La consecución de una auténtica armonización fiscal en los 27 países es un proceso difícil, puesto que en este ámbito los Estados miembros siguen manteniendo en gran medida sus competencias. No obstante, se ha alcanzado un grado mínimo de armonización, por ejemplo con los límites comunes de los tipos del impuesto sobre el valor añadido (IVA), que imponen un tipo mínimo de IVA del 15 % sobre todos los productos (salvo exenciones y autorizaciones especiales).

La pretensión básica del Tratado de Roma de construir un mercado común europeo exigía la aproximación paulatina de los sistemas fiscales comunitarios, tratando de reducir o eliminar las distorsiones que los diversos impuestos podían crear en la libre concurrencia de ese mercado. Es evidente, por otra parte, que el problema de las distorsiones surgía fundamentalmente en el ámbito de la imposición indirecta que altera más explícitamente el precio de los bienes. La armonización de la imposición sobre las transacciones surge, pues, como consecuencia de la necesidad de eliminar las distorsiones del comercio internacional. Para evitarlas, se adopta el principio del país de destino en la tributación de las mercancías, en virtud del cual las mercancías salen del país de origen libres de carga fiscal, y son gravadas en el país de importación o de destino con una carga fiscal idéntica a la que soportan los bienes nacionales de análoga naturaleza.
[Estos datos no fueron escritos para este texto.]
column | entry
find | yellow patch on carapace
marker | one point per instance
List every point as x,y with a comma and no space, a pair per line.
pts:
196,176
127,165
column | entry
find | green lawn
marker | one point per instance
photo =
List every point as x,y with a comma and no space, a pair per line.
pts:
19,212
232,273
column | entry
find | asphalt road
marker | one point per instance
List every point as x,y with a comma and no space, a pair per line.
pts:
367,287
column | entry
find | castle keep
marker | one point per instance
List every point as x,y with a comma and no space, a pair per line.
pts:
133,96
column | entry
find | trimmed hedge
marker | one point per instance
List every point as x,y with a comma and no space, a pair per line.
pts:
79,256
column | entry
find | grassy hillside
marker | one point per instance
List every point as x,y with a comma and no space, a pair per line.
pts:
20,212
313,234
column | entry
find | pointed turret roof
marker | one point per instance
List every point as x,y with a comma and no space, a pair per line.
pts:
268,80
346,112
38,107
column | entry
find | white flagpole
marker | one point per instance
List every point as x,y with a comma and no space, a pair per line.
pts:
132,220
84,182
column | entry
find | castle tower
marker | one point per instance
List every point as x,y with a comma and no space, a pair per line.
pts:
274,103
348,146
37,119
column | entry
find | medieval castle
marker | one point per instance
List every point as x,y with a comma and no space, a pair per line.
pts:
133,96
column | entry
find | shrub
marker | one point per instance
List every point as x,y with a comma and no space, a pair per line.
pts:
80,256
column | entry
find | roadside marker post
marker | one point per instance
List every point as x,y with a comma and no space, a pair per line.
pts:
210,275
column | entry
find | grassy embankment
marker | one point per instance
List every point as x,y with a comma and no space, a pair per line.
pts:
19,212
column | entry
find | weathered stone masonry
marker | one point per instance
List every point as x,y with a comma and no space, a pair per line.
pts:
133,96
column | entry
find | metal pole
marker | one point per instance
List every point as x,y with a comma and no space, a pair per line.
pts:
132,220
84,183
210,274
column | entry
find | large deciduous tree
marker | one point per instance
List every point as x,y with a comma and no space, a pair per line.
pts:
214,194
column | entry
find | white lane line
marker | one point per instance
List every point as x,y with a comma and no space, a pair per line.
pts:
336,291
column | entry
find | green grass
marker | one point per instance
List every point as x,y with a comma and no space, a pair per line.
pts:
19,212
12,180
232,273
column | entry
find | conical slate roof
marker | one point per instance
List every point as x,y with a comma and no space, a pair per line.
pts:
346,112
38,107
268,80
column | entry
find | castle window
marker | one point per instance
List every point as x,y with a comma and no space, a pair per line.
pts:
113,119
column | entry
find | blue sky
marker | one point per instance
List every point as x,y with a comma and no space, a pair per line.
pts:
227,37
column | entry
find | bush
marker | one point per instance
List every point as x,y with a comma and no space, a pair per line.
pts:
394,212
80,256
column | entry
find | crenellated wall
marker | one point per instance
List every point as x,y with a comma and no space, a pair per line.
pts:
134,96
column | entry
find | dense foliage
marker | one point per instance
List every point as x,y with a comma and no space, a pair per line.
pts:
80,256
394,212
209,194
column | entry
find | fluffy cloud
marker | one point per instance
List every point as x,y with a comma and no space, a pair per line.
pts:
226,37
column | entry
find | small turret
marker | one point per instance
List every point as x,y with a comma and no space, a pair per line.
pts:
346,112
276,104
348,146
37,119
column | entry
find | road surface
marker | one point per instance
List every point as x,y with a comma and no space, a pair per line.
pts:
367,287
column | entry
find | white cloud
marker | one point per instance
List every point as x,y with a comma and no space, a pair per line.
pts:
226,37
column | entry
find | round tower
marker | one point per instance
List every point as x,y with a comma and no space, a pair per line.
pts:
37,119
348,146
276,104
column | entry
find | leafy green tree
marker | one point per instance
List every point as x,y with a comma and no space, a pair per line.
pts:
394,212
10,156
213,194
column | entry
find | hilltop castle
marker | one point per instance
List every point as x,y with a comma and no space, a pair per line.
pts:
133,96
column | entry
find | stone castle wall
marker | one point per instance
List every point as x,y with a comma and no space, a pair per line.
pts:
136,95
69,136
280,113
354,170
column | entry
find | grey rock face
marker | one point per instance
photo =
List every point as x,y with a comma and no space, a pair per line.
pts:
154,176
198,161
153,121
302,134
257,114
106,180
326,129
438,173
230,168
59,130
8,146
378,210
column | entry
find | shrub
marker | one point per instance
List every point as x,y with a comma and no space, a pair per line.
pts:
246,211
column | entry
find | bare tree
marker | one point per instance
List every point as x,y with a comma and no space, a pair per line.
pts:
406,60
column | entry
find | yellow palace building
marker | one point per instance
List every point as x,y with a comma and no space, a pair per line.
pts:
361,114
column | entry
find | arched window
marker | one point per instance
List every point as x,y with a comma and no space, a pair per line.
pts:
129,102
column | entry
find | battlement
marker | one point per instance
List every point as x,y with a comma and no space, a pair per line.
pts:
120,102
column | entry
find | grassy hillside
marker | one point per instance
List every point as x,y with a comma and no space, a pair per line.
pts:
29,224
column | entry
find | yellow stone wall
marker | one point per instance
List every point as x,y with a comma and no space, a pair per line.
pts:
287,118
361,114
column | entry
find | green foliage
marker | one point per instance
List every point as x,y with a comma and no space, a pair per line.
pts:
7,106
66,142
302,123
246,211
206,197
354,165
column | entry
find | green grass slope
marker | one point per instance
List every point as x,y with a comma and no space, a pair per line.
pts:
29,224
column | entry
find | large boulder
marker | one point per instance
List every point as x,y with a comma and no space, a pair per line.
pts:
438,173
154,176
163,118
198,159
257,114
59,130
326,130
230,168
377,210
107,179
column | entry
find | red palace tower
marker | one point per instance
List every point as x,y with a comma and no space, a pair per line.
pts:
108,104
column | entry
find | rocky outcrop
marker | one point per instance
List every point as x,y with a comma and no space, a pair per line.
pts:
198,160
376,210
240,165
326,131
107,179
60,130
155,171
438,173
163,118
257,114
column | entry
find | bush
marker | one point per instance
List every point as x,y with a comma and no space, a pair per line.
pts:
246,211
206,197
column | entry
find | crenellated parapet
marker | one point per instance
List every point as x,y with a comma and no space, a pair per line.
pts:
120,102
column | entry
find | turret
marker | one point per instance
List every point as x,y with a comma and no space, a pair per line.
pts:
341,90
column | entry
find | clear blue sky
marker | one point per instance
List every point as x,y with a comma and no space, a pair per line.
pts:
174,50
Así pues, en un primer momento, para lograr la neutralidad de los impuestos sobre el volumen de ventas, se optó por una solución regulada en el art. 97 del Tratado de Roma: calcular tasas medias de los gravámenes sobre las ventas existentes en cada país, y de acuerdo con estos tipos medios devolver los impuestos a las exportaciones y establecer gravámenes compensatorios de la tributación interna sobre las importaciones a través de los correspondientes ajustes en frontera.

En el proceso de desarrollo y normalización del IVA se presentó, el 29 de junio de 1973, una propuesta de Sexta Directiva con el fin de establecer uniformidad en el cálculo de la base imponible, defendiendo los elementos tributarios básico del IVA comunitario. Esta propuesta fue informada favorablemente por el Parlamento Europeo el 14 de marzo de 1974, siendo promulgada el 17 de mayo de 1977. Esta Sexta Directiva es el auténtico “Código Europeo del IVA“, al cual deben referirse en sus aspectos sustantivos los impuestos de cada Estado miembro. El IVA español, en vigor desde 1986, fue el resultado de la adaptación de dicha Directiva a la lesgislación fiscal hasta entonces vigente en materia de impuestos indirectos. En la actualidad, la Directiva 2006/112/CE, del Consejo, de 28 de noviembre, ofrece un texto refundido sobre la Sexta Directiva.